By the time we were done frying forty taco shells, my wrist was sore. And I wasn’t sure we’d have enough food. Bear shifters … they must eat more in one meal than I did in the entire day. Come to think of it, my appetite had increased a little since I started shifting, but not as much as the others. I wondered if it was because I was only half dragon. In the end, Sophie and I decided to take the leftover ground-up chicken and make a quick chicken enchilada soup to dip the tacos in. Sophie would never say it, but she liked watching me cook; she was learning. I’d already taught her how to make an avocado aioli and she’d actually written the recipe down. I decided not to pull the boys in for their cooking lessons until tomorrow.
We were just setting the pot of chili on the dinner table when the front door opened. Sophie and I turned at the same time as the two giant shifters walked in, dwarfing the alpha. The guy was nearly seven feet tall and packed with more muscle than a professional wrestler. He wasn’t my type but he was good looking, I would give him that. Caramel skin, brown hair, and hazel eyes. His sister was nearly six-feet-tall, her hair long and curly, hanging low about halfway down her back.
Sophie leaned in closely and whispered into my ear. “Dibs.”
I just smiled, secretly glad that her sexual attention was pointed away from Logan.
“Everyone!” Keegan announced. “This is Roxy and Ruben. They are bred from a long line of skyborn protectors and are very excited to be joining the team.”
Gear and Cooper rushed in to introduce themselves first, while I hung back with Sophie. “So there are people still training their kids to protect the skyborn, even though there is only one left?” I asked her. I had remembered her saying she was trained to protect since the age of three.
Sophie looked over at me with only mild annoyance, which meant I might be growing on her. “First of all, there’s two now. You keep forgetting that. Secondly, yes. My family and dozens of others train their young to protect in the hopes that the remaining skyborn will find them and hire them. The money isn’t great. I could make more doing something else, but protecting Logan … and you … it’s a great honor.”
Wow. That was almost a compliment. “So, if you had kids one day…?” I let the question hang in the air.
Sophie nodded. “They will learn to protect. Just as I did.”
Wow. I imagined there was some secret list out there that Keegan had of shifters who were secret skyborn protectors, and when one died or he needed to add to his pack, he just picked off of his list. Crazy.
“Sloane?” Logan was calling me to the door with his hand outstretched. I stepped forward, taking his hand, and ignored the pulse of heat it caused to creep into my stomach, where my dragon lay resting.
“This is Sloane Murphy, the other skyborn,” he told the twins, and I dropped his hand and waved sheepishly.
Ruben and Roxy both bowed. “It’s an honor to be a part of this team,” Ruben said with a very slight Russian accent.
Roxy looked a bit star-struck.

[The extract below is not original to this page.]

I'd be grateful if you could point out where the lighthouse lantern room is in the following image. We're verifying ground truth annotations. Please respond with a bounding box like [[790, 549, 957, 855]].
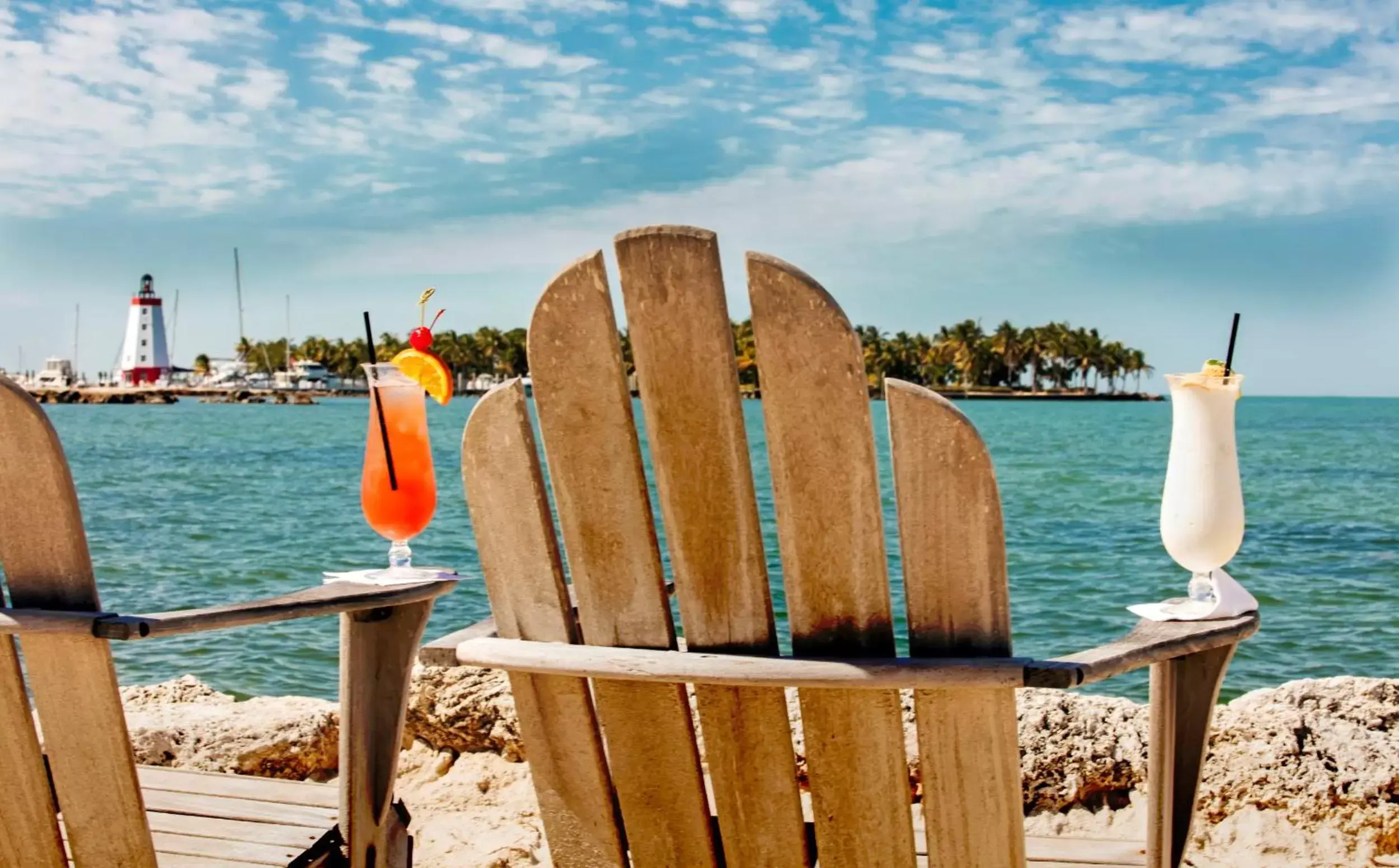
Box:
[[122, 274, 171, 386]]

She wasn’t your typical beauty like Sophie, but there was something unique in her features, exotic, that gave her a beauty that was rare. “A female dragon…” she breathed, staring at my hair. The hair shock was common; my hair was redder than a tomato, and I added an apple-red shampoo wash that kept it away from the orange and more into the cherry-red variety. But the dragon awe was new and I wasn’t sure how to handle it. Luckily, Logan was.
“We are honored to have your service. Sloane is … unique, and we’ve just had a run-in with some druids looking for her, so we’re going to need more help. It’s great to have you. Come on in.”